Le code par message convient à la gestion courante, non aux actes qui se contestent.

Élément Régime
Validité de l'accord Acquise : aucune forme n'est imposée au consentement
Niveau de signature Simple ou avancée selon la mise en œuvre ; jamais qualifiée par ce seul facteur
Présomption Absente : la fiabilité incombe à celui qui invoque la signature
Ce qu'établit le code La possession de l'appareil, non l'identité du signataire
Téléphone personnel Le salarié peut refuser de l'utiliser à des fins professionnelles
Alternative À prévoir : papier ou autre moyen mis à disposition par l'entreprise
Actes engageants Signature qualifiée préférable pour contrat, avenant, transaction

Modalités pratiques

Ce qui sera produit en cas de contestation détermine ce qu'il faut journaliser.

Étape Détail
Journalisation Enregistrer le numéro appelé, l'horodatage, l'adresse de connexion et l'action
Version figée Archiver le document exact présenté au moment de la validation
Numéro de téléphone Documenter son rattachement au salarié et le tenir à jour
Alternative Proposer le papier ou un moyen fourni par l'entreprise, sans le présenter comme dégradé
Actes importants Recourir à un prestataire qualifié plutôt qu'au code par message
Export des journaux Les archiver hors de la plateforme, pour survivre à un changement d'outil
Information Expliquer au salarié ce que la validation engage

Pratiques et recommandations

Le numéro périmé est la faiblesse la plus concrète. Un code envoyé à un numéro que le salarié n'utilise plus, ou attribué depuis à un tiers, ruine la démonstration — et les fichiers RH contiennent beaucoup de coordonnées non actualisées. Vérifiez le numéro avant les opérations importantes.

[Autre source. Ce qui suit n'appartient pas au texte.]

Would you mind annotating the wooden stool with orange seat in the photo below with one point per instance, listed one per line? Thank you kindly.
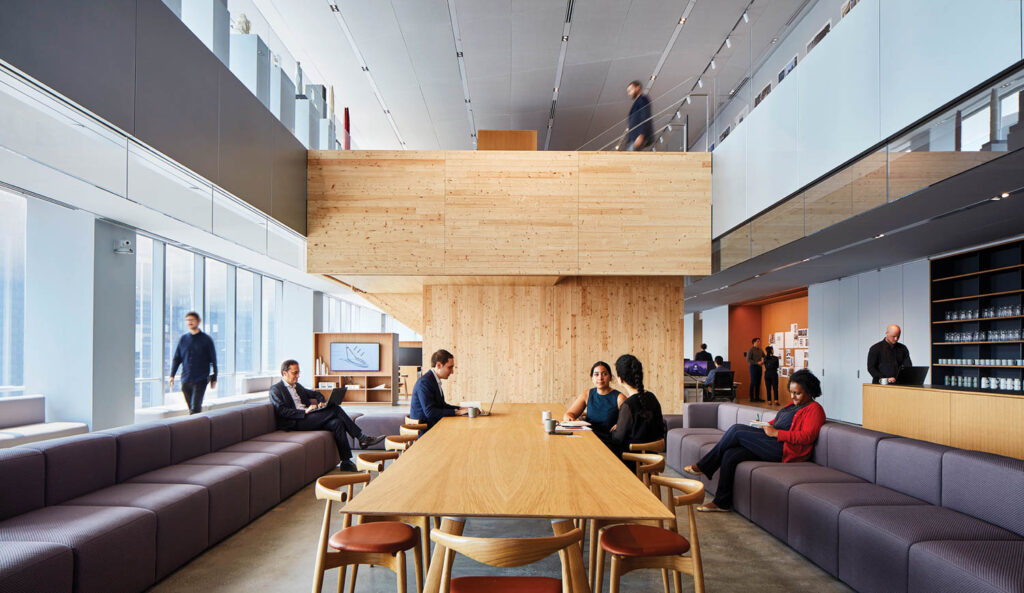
(648, 465)
(507, 552)
(380, 543)
(634, 546)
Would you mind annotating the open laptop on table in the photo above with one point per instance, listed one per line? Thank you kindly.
(489, 408)
(911, 376)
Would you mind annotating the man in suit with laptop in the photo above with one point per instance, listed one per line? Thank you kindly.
(428, 397)
(296, 408)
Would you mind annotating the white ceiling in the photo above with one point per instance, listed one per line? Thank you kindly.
(511, 50)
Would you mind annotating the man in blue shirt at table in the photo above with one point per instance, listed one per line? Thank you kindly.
(196, 353)
(428, 397)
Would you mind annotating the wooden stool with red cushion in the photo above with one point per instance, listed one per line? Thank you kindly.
(634, 546)
(378, 543)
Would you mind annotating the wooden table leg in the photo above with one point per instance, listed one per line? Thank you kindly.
(449, 525)
(580, 584)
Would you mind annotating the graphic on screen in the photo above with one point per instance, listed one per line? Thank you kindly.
(355, 356)
(695, 367)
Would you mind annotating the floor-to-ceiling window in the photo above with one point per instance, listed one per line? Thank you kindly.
(219, 321)
(148, 321)
(12, 224)
(179, 298)
(271, 295)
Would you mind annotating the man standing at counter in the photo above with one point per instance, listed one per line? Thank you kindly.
(886, 358)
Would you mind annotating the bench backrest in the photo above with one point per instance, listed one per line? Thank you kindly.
(22, 410)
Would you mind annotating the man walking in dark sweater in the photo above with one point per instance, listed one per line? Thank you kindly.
(196, 354)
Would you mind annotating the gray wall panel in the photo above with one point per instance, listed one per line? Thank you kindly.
(86, 50)
(246, 143)
(289, 195)
(176, 92)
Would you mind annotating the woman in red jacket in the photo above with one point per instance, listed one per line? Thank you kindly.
(787, 438)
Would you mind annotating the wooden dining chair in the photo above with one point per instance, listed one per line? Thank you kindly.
(382, 543)
(374, 462)
(399, 442)
(648, 465)
(652, 447)
(504, 553)
(634, 546)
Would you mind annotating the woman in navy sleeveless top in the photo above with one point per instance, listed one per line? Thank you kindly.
(600, 403)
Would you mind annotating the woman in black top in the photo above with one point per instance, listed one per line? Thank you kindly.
(640, 417)
(771, 376)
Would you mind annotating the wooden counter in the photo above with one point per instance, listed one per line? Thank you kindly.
(989, 422)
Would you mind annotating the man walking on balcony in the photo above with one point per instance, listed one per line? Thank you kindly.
(641, 130)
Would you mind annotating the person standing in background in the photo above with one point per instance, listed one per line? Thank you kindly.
(771, 376)
(755, 357)
(705, 355)
(641, 130)
(196, 354)
(886, 358)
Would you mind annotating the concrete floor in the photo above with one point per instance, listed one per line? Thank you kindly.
(276, 551)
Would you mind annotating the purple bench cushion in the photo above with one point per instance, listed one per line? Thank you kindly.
(317, 445)
(115, 547)
(78, 465)
(141, 449)
(226, 485)
(293, 461)
(875, 542)
(770, 485)
(23, 473)
(264, 475)
(225, 427)
(189, 436)
(975, 566)
(814, 510)
(182, 513)
(27, 566)
(257, 419)
(726, 416)
(985, 485)
(379, 423)
(852, 450)
(700, 415)
(912, 467)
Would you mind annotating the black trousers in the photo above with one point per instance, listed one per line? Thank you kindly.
(739, 443)
(332, 418)
(194, 393)
(771, 386)
(755, 382)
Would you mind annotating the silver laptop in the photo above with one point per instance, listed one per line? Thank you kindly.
(489, 408)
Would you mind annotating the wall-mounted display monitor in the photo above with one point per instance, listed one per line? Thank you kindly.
(355, 357)
(409, 356)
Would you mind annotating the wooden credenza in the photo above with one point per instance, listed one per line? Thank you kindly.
(989, 422)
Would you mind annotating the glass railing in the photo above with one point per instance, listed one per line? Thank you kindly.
(983, 126)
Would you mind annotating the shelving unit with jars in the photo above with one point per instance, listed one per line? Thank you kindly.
(978, 320)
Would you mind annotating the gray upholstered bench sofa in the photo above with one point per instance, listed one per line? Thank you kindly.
(23, 420)
(880, 512)
(119, 509)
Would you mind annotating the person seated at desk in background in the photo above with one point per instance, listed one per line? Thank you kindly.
(296, 408)
(888, 357)
(601, 403)
(787, 438)
(640, 417)
(705, 355)
(428, 397)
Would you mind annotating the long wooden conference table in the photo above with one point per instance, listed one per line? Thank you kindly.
(504, 465)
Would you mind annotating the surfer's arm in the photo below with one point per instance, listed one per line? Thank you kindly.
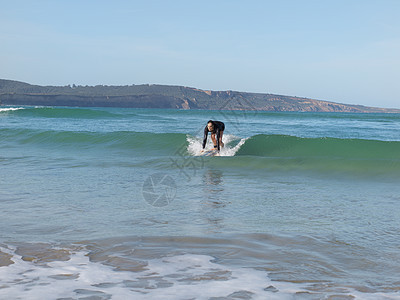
(205, 137)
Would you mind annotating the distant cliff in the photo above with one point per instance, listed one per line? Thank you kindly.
(163, 96)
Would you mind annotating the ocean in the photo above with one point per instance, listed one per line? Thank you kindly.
(111, 203)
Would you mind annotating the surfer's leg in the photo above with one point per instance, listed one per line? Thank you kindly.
(214, 139)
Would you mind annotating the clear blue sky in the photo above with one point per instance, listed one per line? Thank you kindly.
(345, 51)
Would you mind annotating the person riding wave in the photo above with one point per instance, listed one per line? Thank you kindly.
(217, 129)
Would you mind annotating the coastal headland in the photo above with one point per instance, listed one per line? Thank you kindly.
(165, 96)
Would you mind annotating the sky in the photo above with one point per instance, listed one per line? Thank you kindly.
(346, 51)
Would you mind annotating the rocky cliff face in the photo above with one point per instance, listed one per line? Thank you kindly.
(159, 96)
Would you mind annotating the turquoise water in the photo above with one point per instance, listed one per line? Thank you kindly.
(117, 203)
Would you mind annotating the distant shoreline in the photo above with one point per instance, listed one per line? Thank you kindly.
(164, 96)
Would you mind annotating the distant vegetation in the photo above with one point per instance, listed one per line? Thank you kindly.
(163, 96)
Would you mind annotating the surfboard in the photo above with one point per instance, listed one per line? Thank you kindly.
(211, 152)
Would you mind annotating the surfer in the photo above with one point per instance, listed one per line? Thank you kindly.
(216, 128)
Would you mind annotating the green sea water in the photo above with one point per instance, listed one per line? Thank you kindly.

L'appareil partagé pose la même difficulté que le compte partagé. Un téléphone familial, un poste mutualisé sur un site industriel : la possession de l'appareil n'identifie plus personne, et le procédé perd toute portée probatoire.

Ne présumez pas que la solution vaut signature qualifiée parce que le prestataire est réputé. Le niveau produit dépend du flux activé, pas du nom de l'outil. Vérifiez ce que le paramétrage retenu génère réellement, et réservez la signature qualifiée aux actes dont dépend un droit.

Cadre juridique

Référence Objet
Art. 1322-1 du Code civil Signature électronique : lien indissociable, garantie d'intégrité, identification du signataire
Règlement (UE) 910/2014, art. 25 Présomption d'équivalence réservée à la signature qualifiée
Règlement (UE) 910/2014, art. 26 Exigences de la signature électronique avancée
Loi du 14 août 2000 Commerce électronique ; insertion des articles 1322-1 et suivants dans le Code civil
Art. L.121-4, paragraphe (1) Transmission électronique sous conditions d'accès, d'enregistrement et d'impression
Règlement (UE) 2016/679 Traitement du numéro de téléphone et des données d'authentification

Note

Le code par message authentifie un appareil, pas une personne : il produit une signature simple ou avancée, jamais qualifiée par ce seul facteur. Le salarié peut refuser d'utiliser son téléphone personnel, ce qui impose de prévoir une alternative.